Hier kann man Aspekte der so genannten vier Edlen Wahrheiten beiziehen die sich mit verschiedenen Arten des Leidens befassen. Die erste Wahrheit besagt, dass es Leid des Leiden wegen gibt, das wäre also das Leid das entsteht, wenn beispielsweise eine Firma Konkurs geht oder jemand aufgrund von Rationalisierung den Job verliert und Mühe hat einen neuen zu finden. Die zweite Wahrheit besagt, dass Leid dadurch entsteht, dass Veränderung oder Vergänglichkeit abgelehnt wird. Stetige Veränderung ist ein Naturgesetz und dies nicht anzuerkennen lässt Leid entstehen. Gerade im heutigen volatilen wirtschaftlichen Umfeld ist es gefährlich, den Anspruch zu haben, dass alles bleiben soll wie es ist. Re-Organisation ist eigentlich ein nie aufhörender Prozess, es gibt nie Stillstand, das dagegen ankämpfen verursacht Leid. Als dritte Wahrheit über Leiden schlägt der Buddhismus vor, dass Leid aus Verblendung und Unwissenheit im Sinne von falschen Annahmen entsteht. Es lohnt sich also für Organisationen, Möglichkeiten offenzulassen um besser mit Unsicherheiten umgehen zu können. Moderne Ökonomische Modelle gehen nicht mehr vom homo oeconomicus aus und ziehen mit ein, dass es viele Faktoren gibt, die nicht ökonomisch und rational funktionieren, die wir nicht kennen.
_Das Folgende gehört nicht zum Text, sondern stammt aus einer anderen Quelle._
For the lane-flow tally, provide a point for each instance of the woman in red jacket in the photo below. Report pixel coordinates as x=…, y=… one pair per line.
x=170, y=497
Unternehmenskulturen müssen raus aus der Reaktivität und Zurückhaltung lernen. Wenn Veränderung in der Luft liegt lohnt es sich bewusst wahrzunehmen und erst mal Distanz zu schaffen zwischen Reiz und Reaktion und dann die im Moment beste Lösung zu wählen – die Lösung die vielleicht in einem Jahr schon wieder nicht die beste ist. Viele Unternehmen sind im ständigen Angstzustand, Angst vor Veränderung. Change-Management ist eigentlich ein Dauerzustand, Veränderung ist Leben, Stabilität gibt es in diesem Sinne nicht. Das Ankämpfen gegen diese Veränderungen verursachen Leiden und Organisationen tun gut daran, diese Realität so anzunehmen.